Calm your tits, hold onto your silver collection, take a deep breath and try to enjoy your weekend.
Good luck with real life.

Day 99 – That was fun

I must admit that when I sat down for Sheffield United’s match with Tottenham Hotspur yesterday evening, I wasn’t exactly brimming with positivity. We haven’t really got going since the resumption of the league (although not everything has gone our way).

But coming off the back of three straight defeats, with key man Jack O’Connell still injured and our midfield duo of Lundstrom and Fleck unavailable (shoulder injury and “physical discomfort” (??!?) respectively), we literally didn’t even have enough players to fill the subs bench.

Not that they had any choice in the matter, but the new format of one game every three days really doesn’t suit the smaller clubs in the league. Spurs have only played a couple of games since the restart, and were unbeaten, so they were well rested and looking confident.

Not. Great. Omens.

We started well, but after a bright 10 minutes, we were under the thumb. Defending well, but trapped in our own half and the commentators were just waiting for the inevitable.

I should point out here that I was watching in the living room, while Mrs 6000 went through her work emails on the couch opposite and the kids were in an online Scouts meeting. The beagle was dozing in front of the fire. An image of domestic bliss, albeit that I was watching in pretty much silence, occasionally muttering through gritted teeth, when suddenly, just after the half hour: Berge, Baldock, Basham… Berge!

It caught us all by surprise.

I exploded quite a bit.

The laptop was well caught by my wife on the second attempt after a brief – but entertaining – juggling act. The boy literally half fell off his chair, headphones dislodged, unwittingly amazed at the speed with which adrenaline can act.

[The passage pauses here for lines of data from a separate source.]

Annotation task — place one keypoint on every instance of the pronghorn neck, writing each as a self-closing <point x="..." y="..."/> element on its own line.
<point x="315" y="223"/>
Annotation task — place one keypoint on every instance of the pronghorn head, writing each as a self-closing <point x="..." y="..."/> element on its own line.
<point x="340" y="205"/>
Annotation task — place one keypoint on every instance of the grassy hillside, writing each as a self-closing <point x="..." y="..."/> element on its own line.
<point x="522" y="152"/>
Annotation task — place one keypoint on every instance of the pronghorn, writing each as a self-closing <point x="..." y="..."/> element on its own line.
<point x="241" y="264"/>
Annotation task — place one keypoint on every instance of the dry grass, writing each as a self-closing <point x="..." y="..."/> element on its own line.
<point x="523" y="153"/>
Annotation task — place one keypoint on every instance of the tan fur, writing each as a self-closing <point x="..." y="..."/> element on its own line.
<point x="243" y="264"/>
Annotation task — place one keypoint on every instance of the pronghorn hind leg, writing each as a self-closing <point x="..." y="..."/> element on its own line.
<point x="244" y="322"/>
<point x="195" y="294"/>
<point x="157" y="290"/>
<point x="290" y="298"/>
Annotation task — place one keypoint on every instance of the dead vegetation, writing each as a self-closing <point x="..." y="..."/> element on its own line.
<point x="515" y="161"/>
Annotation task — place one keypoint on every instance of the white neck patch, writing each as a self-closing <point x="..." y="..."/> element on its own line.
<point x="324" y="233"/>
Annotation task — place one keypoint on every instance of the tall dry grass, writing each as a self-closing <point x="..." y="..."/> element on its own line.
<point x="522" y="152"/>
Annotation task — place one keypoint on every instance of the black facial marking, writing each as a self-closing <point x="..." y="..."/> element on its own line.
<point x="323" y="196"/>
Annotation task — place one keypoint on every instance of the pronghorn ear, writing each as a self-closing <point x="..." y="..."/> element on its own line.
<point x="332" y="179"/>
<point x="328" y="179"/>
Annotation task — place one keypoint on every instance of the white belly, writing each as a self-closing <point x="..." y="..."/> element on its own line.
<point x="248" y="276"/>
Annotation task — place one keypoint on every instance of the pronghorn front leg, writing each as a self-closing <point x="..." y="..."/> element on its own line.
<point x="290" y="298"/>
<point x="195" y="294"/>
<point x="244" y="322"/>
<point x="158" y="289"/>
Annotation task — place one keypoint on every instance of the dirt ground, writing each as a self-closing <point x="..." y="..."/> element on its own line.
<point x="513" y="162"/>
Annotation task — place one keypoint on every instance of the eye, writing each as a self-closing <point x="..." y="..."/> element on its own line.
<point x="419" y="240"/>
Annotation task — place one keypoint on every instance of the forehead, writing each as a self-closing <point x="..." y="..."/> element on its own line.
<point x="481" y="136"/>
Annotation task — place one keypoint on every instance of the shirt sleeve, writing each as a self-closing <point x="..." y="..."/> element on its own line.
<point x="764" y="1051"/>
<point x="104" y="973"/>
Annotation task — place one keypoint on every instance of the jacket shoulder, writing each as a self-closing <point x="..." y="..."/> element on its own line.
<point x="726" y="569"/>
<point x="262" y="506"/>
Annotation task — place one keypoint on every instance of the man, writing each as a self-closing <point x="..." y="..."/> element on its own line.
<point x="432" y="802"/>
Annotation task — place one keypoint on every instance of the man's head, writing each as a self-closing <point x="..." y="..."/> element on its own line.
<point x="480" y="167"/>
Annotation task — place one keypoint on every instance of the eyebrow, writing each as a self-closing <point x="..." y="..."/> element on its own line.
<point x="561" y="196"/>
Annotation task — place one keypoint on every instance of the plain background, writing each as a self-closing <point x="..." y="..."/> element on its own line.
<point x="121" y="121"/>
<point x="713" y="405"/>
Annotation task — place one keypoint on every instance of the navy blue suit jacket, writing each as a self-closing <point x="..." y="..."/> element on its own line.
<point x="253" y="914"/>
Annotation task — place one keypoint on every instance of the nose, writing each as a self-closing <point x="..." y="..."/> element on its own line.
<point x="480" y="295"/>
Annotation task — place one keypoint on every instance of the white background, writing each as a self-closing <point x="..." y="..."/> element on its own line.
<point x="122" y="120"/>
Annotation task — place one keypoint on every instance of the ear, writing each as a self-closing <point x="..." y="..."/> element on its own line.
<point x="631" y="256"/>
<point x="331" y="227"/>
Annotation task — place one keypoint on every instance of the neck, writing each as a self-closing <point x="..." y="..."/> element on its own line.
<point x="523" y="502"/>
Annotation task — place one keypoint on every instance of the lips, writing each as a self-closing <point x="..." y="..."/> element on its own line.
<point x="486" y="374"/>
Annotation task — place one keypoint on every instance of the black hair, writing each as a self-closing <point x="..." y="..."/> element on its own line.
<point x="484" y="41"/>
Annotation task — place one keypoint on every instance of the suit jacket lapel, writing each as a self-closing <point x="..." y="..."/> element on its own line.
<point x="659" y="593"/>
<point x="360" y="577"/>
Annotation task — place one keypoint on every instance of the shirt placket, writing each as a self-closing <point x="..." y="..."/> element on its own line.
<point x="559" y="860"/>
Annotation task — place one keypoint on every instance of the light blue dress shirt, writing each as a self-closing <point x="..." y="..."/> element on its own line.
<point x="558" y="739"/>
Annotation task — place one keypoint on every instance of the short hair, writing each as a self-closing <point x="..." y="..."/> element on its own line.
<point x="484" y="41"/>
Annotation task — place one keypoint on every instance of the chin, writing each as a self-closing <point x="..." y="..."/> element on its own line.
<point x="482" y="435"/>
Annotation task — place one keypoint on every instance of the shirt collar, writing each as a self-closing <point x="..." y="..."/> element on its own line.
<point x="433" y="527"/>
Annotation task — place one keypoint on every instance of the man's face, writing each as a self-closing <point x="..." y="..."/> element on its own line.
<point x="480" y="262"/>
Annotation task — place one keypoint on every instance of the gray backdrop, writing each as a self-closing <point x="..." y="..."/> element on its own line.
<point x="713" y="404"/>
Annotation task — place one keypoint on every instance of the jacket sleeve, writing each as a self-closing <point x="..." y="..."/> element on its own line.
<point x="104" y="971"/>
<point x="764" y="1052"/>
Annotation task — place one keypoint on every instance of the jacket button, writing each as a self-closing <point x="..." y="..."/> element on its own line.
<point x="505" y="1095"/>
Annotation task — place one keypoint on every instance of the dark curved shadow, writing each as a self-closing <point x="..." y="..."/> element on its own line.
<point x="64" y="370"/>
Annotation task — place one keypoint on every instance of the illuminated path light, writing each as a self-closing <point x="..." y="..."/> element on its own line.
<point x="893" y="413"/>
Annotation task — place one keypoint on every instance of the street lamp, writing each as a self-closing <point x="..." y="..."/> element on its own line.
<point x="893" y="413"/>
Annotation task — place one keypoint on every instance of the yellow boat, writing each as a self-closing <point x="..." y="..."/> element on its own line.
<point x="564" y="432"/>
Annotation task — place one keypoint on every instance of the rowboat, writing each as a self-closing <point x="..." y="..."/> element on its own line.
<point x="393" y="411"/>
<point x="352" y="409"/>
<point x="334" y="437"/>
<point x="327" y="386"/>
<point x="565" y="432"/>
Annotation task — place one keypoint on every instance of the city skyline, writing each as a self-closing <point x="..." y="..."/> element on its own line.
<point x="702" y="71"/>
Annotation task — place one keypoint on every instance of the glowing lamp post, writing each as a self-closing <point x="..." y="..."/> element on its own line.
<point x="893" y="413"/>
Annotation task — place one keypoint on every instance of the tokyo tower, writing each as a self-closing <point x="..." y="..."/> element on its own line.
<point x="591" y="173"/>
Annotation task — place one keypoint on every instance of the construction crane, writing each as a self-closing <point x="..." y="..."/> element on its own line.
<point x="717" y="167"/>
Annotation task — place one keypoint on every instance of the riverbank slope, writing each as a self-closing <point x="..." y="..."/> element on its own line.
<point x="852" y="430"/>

The beagle has yet to recover fully.

If anything, this goal (and the instant reply, which was then disallowed) (hate the rule, not the ref) merely increased the tension in the household. It was a stressful remaining hour.

Of course, history will show that we added a second through Mousset and a third through McBurnie (which was when I began to relax), before Kane scored a consolation goal for them in the last minute.

I’ll pop the video up on here when it’s released later today DONE, because that was one of those nights I will always want to remember.

The beagle? Not so much.

 

Snowy football

My brother sent me a photo, which I think came from the Sheffield Star newspaper, possibly more specifically from their correspondent here. It’s from last weekend’s Championship match at Beautiful Downtown Bramall Lane, in which Sheffield United played Nottingham Forest.
The weather wasn’t great. The match finished 0-0.

But the photo needed some playing with in Lightroom, in my humble opinion. (See here for details of why I appropriate other people’s photography).

When I saw it, it reminded me of a dramatic painting, so obviously I made it into a dramatic painting.

Make it bigger by clicking here.

The blizzard conditions are obviously what makes this photo so eye-catching, but it’s the juxtaposition of that chaos with the stability of the horizontal touchline in the foreground that I really like. It’s almost cinematic.

I’m not an artist, but if I was, I think I’d like to paint something this good.

In the meantime, I’ll just have to content myself by attempting to make artwork out of other people’s photos.